Love haters

“Haters only hate things they can’t have and the people they can’t be. It’s just a little thing called jealousy.”

Lil Wayne

Last week I went out to a meal with a friend. This friend is someone who only reaches out to me once in a blue moon because she’s heard a nasty rumor about me. I take such stories with a grain of salt and find them amusing.

There was a time in my life when such rumors would have bothered me. I would have pretended that they didn’t, but deep down, they ate me alive.

At this time in my life, I can honestly say that such rumors don’t mean anything. After years of work on myself, facing my insecurities and fears, what other people think of me no longer matters.

How I dealt with haters in the past

In the past, because I did let such nasty rumors get me, I often found myself engaging in the same behaviors that they were playing.

Yes, I have been a hater in the past.

Yes, I spread rumors and gossiped about others.

Yes, I was judgmental of others.

Yes, I made fun of what others did and said without knowing their whole story.

I am not proud of how I was; I’m not proud of those choices.
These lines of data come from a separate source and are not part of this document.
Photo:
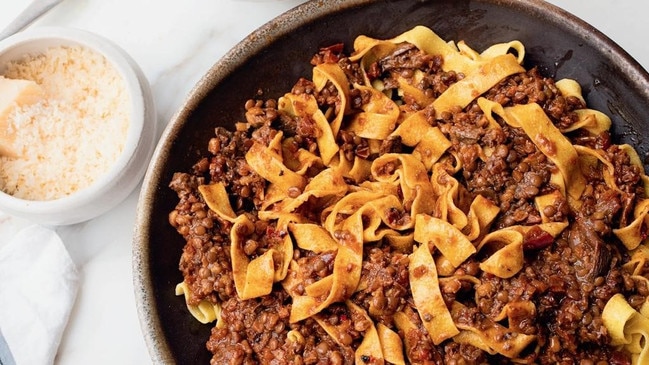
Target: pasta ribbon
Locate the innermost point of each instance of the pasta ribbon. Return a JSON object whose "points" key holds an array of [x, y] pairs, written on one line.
{"points": [[627, 328], [379, 116], [305, 106], [429, 142], [477, 83], [439, 234], [549, 140], [412, 177], [427, 296], [205, 311]]}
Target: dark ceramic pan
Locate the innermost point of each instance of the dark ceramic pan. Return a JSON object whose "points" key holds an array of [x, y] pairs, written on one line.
{"points": [[272, 59]]}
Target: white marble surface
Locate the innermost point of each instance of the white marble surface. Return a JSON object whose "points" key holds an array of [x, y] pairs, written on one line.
{"points": [[175, 42]]}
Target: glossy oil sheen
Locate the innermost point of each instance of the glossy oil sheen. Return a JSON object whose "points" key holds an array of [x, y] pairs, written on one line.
{"points": [[272, 59]]}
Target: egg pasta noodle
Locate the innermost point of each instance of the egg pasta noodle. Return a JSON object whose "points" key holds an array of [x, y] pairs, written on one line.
{"points": [[323, 202]]}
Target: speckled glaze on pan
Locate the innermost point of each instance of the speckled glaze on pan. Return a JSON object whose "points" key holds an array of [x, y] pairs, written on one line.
{"points": [[273, 57]]}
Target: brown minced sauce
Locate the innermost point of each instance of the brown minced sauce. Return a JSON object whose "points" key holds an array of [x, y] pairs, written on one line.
{"points": [[569, 278]]}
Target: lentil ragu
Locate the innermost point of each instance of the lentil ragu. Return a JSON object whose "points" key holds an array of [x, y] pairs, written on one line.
{"points": [[569, 278]]}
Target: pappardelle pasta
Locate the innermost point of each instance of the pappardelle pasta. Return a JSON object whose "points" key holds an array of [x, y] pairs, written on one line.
{"points": [[418, 202]]}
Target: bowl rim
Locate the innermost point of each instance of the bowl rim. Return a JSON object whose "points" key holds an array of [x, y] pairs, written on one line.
{"points": [[52, 36], [283, 24]]}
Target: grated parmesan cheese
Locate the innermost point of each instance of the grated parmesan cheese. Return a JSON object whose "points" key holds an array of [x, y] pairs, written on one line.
{"points": [[74, 133]]}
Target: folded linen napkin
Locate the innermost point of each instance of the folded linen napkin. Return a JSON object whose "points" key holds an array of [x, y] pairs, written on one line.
{"points": [[38, 286]]}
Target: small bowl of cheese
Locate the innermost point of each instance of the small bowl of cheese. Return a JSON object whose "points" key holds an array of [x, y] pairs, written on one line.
{"points": [[77, 125]]}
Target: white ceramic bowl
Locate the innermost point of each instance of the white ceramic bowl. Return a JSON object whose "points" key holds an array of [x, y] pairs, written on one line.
{"points": [[123, 176]]}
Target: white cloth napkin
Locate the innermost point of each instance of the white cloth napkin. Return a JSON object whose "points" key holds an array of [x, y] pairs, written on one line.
{"points": [[38, 286]]}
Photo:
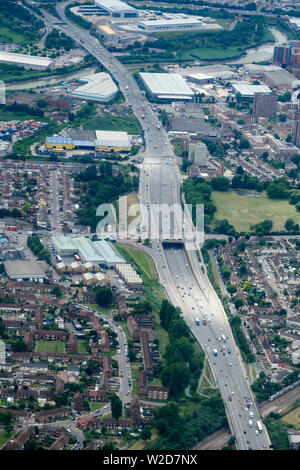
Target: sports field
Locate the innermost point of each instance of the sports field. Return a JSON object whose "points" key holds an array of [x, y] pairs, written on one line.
{"points": [[242, 211]]}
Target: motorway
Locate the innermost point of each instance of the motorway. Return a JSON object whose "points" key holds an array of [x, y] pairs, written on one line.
{"points": [[182, 275]]}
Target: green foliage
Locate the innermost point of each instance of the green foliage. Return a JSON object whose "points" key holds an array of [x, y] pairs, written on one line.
{"points": [[240, 339], [18, 24], [116, 406], [36, 246], [263, 228], [278, 433], [98, 185], [183, 362], [263, 388], [57, 40], [277, 191], [285, 97], [221, 183], [183, 431]]}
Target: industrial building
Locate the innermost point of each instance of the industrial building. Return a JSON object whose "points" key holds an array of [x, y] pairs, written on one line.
{"points": [[101, 141], [98, 87], [95, 279], [279, 79], [174, 24], [26, 270], [34, 62], [200, 78], [171, 86], [296, 130], [100, 251], [117, 9], [247, 91], [2, 352], [198, 153], [107, 141]]}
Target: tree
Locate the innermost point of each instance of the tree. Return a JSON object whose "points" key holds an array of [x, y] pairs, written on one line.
{"points": [[244, 143], [289, 225], [238, 302], [146, 434], [57, 291], [231, 288], [277, 191], [26, 207], [176, 377], [19, 346], [116, 407]]}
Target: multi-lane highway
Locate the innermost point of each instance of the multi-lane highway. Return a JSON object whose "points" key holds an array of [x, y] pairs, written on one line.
{"points": [[180, 271]]}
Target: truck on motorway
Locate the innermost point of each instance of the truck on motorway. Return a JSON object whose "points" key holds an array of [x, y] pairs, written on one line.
{"points": [[259, 426]]}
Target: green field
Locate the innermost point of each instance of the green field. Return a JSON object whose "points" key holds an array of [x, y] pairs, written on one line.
{"points": [[140, 259], [127, 123], [208, 53], [292, 418], [50, 346], [242, 211]]}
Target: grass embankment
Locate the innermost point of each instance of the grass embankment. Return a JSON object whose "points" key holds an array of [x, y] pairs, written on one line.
{"points": [[242, 211], [50, 347], [4, 437], [145, 266], [113, 122], [153, 291], [291, 415], [140, 444]]}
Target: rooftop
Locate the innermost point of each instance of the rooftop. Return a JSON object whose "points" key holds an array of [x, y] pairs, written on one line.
{"points": [[167, 84], [114, 5], [25, 59], [246, 89], [99, 251], [99, 86], [112, 138]]}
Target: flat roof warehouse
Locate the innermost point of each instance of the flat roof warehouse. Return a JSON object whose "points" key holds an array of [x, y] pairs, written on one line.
{"points": [[117, 9], [99, 87], [167, 85], [100, 251]]}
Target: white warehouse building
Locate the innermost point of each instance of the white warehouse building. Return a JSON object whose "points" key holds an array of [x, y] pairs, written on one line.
{"points": [[98, 87], [170, 86], [174, 24], [117, 9]]}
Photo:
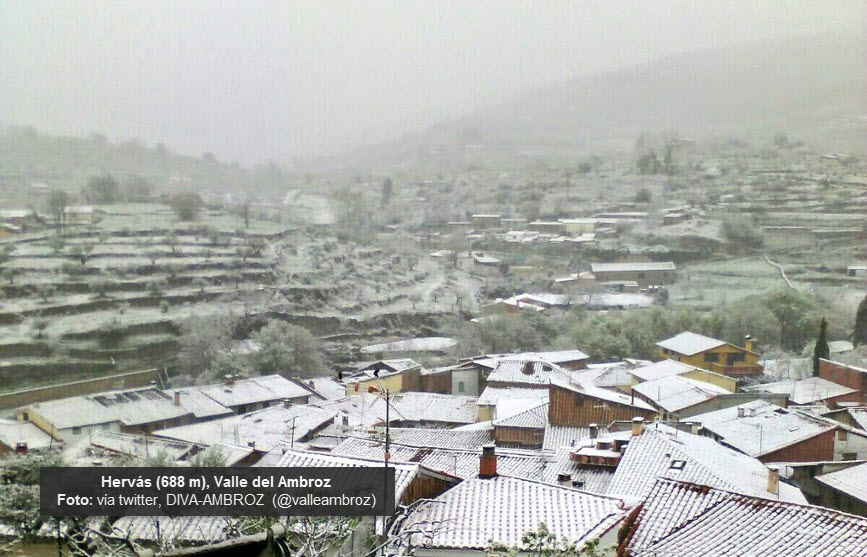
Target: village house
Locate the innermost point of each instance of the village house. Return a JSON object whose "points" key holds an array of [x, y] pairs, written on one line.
{"points": [[491, 508], [656, 450], [23, 437], [646, 274], [397, 375], [253, 393], [809, 391], [261, 430], [676, 396], [579, 404], [666, 368], [684, 519], [847, 375], [130, 411], [482, 221], [711, 354], [845, 490], [771, 433]]}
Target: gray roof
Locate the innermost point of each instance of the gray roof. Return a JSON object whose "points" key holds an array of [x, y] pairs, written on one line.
{"points": [[502, 509], [265, 428], [662, 451], [688, 343], [130, 407], [13, 432], [254, 390], [632, 266], [433, 407], [764, 428], [674, 393], [851, 481], [679, 519], [805, 391]]}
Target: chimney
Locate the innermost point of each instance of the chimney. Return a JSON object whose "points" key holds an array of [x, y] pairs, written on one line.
{"points": [[774, 480], [637, 426], [488, 462]]}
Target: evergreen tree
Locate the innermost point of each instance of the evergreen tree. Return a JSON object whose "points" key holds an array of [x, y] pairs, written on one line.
{"points": [[859, 334], [821, 350]]}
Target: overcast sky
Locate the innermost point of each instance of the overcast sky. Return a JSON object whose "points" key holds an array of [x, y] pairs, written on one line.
{"points": [[256, 80]]}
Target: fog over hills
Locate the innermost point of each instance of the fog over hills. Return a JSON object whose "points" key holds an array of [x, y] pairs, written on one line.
{"points": [[811, 88]]}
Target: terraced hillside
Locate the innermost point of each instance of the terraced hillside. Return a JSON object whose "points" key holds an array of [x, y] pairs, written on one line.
{"points": [[108, 296]]}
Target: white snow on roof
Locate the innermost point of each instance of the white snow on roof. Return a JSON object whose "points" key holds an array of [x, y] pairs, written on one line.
{"points": [[764, 428], [13, 432], [503, 509], [535, 417], [851, 481], [662, 451], [674, 393], [424, 344], [433, 407], [805, 391], [632, 266], [463, 463], [130, 407], [265, 428], [493, 395], [659, 369], [689, 343], [254, 390], [684, 520]]}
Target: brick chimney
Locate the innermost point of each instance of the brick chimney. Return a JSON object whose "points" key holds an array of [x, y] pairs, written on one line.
{"points": [[774, 480], [637, 426], [488, 462]]}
I made every justification for why it was okay for me to behave like that. However, there is no justification for hateful behavior. It doesn’t matter if other people are engaging in it around you. It doesn’t matter if others are pressuring you. We are all individuals, and we are capable of thinking for ourselves. Consciously trying to hurt someone directly or indirectly is never okay. And just because you’ve been hurt does not mean it’s okay to hurt others.

Why I was a hater

There is a saying, “Hurt people, hurt people.” With that in mind, I learned to approach those attempting to hurt me differently.

Remembering how I felt and how I thought when I engaged in hater behavior, I realized that those aiming to hurt me are no different than I was.

When engaging in hurtful behaviors, it was because, on a deeper level, I wanted something that someone else had. My own limiting beliefs kept me from having those same things.

I was jealous. The person I was jealous of had taken the steps and made an effort to become something I wanted to be, and I felt I could never be.

Instead of facing this jealousy and doing something about it, I lashed out at the person who had what I wanted.

It’s easy to get upset, throw a tantrum, and be a mean person. 

The secret to dealing with haters

I came to a point where I realized I was engaging in the same behaviors as those who hurt me. I concluded that I could not stop others from acting however they chose. However, the way they behaved did not have to be how I had to be. By stopping myself from being a hater I found that the words and actions of those who were haters stopped bothering me.

With this understanding, I chose to stop being a hater permanently.

I followed these steps whenever I started feeling like I wanted to be mean:

  • I paused.
  • I acknowledged the feeling of jealousy, frustration, or bitterness.
  • I asked myself why I was feeling how I was feeling. Was it because of something I wanted or needed? 
  • I dig deeper and ask myself, was this something I am willing to put in the effort to have? 
  • If it was something I was willing to work for, I laid out a plan to get it. If not, I let it go.

This process took a weight off my shoulders and allowed me to be happy for the other person. Often I would also stop wanting what they had because I realized it wasn’t suitable for me or my lifestyle. 

I was left feeling proud of the achievements of others because I now saw all the work they had to put in to get what they had. In turn, I could see my efforts and feel even more proud of my accomplishments. 

As I practiced this more and more I had less desire to be mean. I found myself no longer getting jealous of others. Eventually being a hater was no longer an issue.

Now when I see people hating on others or myself, I also see how their hate acknowledges the effort the person being hated on has put in.

How to deal with haters online

There are haters everywhere, but they tend to be more active online. Keyboard warriors who think they need to put others in their place with a meme or a comment. 

I’ve known some people who have dealt with these trolls by blocking them. While an effective way to get the person to stop directly aiming at you, it is a limiting way to deal with such people.

If you’re running a business or trying to get attention to whatever you’re doing online, blocking every person who has something negative to say will slow down your growth. It also feeds the trolls bringing more in your direction.

Instead, why not try dealing with them in a way that I’ve seen many large companies and influencers deal with their haters. 

Acknowledge your haters 

The way you acknowledge them depends on you and your personality. Don’t become defensive or tell them to stop. Both of these things feed the trolls. 

You can be polite in the way you acknowledge them or use humor. Whatever you do, be lighthearted about it. Haters aren’t taking you seriously, so why take them seriously? 

I have chosen to thank them because they provide me a service by getting me more attention to my work. 

Thank you, haters.

Let them hate

Most of us have engaged in hater behavior at some point in our lives. Whether this was due to our limiting beliefs, insecurities, or social pressure, it doesn’t matter. We are all capable of understanding these behaviors come from a place of hurt and want at a deeper level.

Knowing this, we can deal with our haters with compassion and a smile, as we know they aren’t that different from us. They are human, just as we are human, and no one’s perfect.